It is not clear why it was targeted. Sunrise on Tuesday morning showed that the flames were extinguished and the sheer scale of the damage. Military

officials also say that one missile started fires at three warehouses. It torched more than 1,200 square meters. It caused extensive damage.

This is what is left of a seaside luxury hotel complex called the Grand Poutine (ph), which used to be frequented by Russian elites and is still

owned by a pro Russian businessman. Officials said no one was killed or injured.

It was one of two hotels hit. The second was on the south of the city in a seaside village. It was not far from an important bridge that has been hit

several times in recent weeks, the only road or rail connection between the southwest corner of Ukraine and the rest of the country.

All of this comes just as a European Council president Charles Michel was in the city to meet with the Ukrainian prime minister.

[10:10:00]

(BEGIN VIDEO CLIP)

ZELENSKYY (through translator): Despite the visit of the president of the European Council, Russian troops launched a missile strike on the Odessa

region. This is Russia's strategy toward Europe and it has always been like this, irrespective of the rhetoric of Moscow.

(END VIDEO CLIP)

MCLEAN (voice-over): Odessa has been a frequent target of Russian missiles in recent weeks, mostly hitting infrastructure but now increasingly

terrorizing residential areas, too.

(BEGIN VIDEO CLIP)

GENNADIY TRUKHANOV, ODESSA MAYOR (through translator): We worked all night to provide assistance for the people, all our unit (ph). Now housing and

communal services count the number of affected apartments. We will provide help.

(END VIDEO CLIP)

MCLEAN: It is unclear just what the Russians are trying to achieve here beyond sowing fear among the civilian population.

(END VIDEOTAPE)

MCLEAN: The Ukrainians say three of the missiles that hit the city were these pencil missiles. This was the only second time that the Russians used

this type of missile in combat.
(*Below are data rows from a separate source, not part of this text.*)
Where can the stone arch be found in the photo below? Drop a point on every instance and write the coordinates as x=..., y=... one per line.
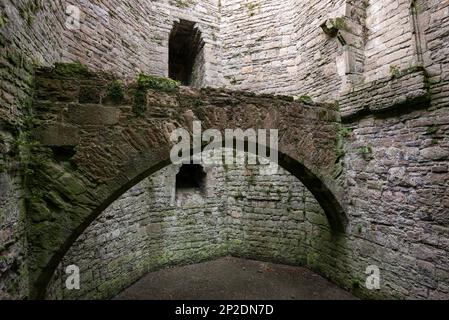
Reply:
x=113, y=148
x=329, y=203
x=186, y=53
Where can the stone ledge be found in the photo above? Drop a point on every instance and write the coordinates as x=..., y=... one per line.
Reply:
x=407, y=89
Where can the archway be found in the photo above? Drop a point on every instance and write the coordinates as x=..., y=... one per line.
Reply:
x=115, y=148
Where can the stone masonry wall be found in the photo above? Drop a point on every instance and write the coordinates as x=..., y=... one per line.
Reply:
x=125, y=38
x=397, y=184
x=30, y=33
x=131, y=37
x=245, y=211
x=397, y=188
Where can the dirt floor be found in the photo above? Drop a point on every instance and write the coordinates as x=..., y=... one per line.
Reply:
x=231, y=279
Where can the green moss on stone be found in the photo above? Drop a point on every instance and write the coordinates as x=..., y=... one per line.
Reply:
x=116, y=92
x=147, y=82
x=157, y=83
x=71, y=69
x=432, y=130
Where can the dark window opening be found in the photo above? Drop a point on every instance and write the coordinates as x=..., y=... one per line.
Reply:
x=191, y=176
x=185, y=44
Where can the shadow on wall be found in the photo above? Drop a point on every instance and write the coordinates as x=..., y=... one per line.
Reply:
x=185, y=53
x=245, y=213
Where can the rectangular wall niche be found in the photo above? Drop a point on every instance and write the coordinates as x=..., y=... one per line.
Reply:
x=186, y=61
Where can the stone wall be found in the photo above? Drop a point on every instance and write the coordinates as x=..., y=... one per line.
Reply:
x=124, y=38
x=25, y=39
x=246, y=210
x=133, y=36
x=397, y=199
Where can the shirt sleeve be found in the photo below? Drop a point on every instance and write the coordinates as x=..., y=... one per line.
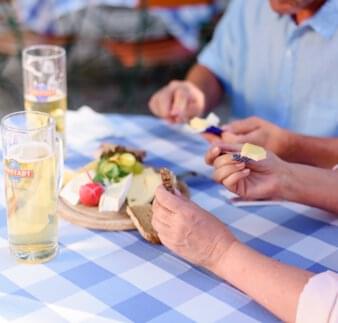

They are fired from fighter jets. It allows them to be fired from any different direction.

It makes it more difficult for air defense systems to pick these up and shoot them down. But what's really significant about this type of missile

is the fact that, well, it has a longer range and, frankly, they're bigger than your garden variety missile.

GIOKOS: Yes, and I'm glad you mentioned, that because I was looking at the fact that they've got these new hypersonic missiles.

The question is, how many of these missiles do they have?

They've been very selective in where they're using them. And I shudder to think if that curfew was not in place, what that would mean for the death

toll.

But you asked such an important question in your piece and you say, what is the Russians' strategy here?

If you look at how they've tried to cripple supply chains, it is really illuminating in terms of what they're trying to achieve in so many of the

industrial cities, particularly in the southeastern part of the country.

MCLEAN: Yes, you're absolutely right. Infrastructure has been a frequent target; oil supply, train lines have been a common target as well, trying

to make it more difficult for Ukrainians to move supplies, weapons, people, to the front lines.

We've also been seeing especially in the far northeastern parts of the country, according to the Ukrainians, that for the first time, it's been

the Russians, actually, that have been taking out bridges, trying to prevent the Ukrainians from moving forward.

Usually, we see it the opposite way around, where, when the Russians have advanced, especially in Kyiv, the Ukrainians have taken out their own

bridges to try to prevent the Russians from easily crossing these natural barriers, these natural waterways.

Now we're starting to see it's happening the other direction, as the Ukrainians launch a successful counteroffensive in the northeastern part of

the country. But you are right. It seems both sides have really homed in on hitting infrastructure, making it harder to supply the troops on the front

lines.

You even see the Ukrainians appearing to, though they don't own up to this themselves, but appearing to hit targets inside Russia as well -- weapons

depots, oil depots, things like -- that to make it harder, again, to get supplies to the Russian front line.

GIOKOS: Yes, and something that the White House has admitted. We showed you one of those water bridges the Russians have been building to try to

get from one part to the other. So it's been really interesting to see how they're using these supply lines and bridges and travel.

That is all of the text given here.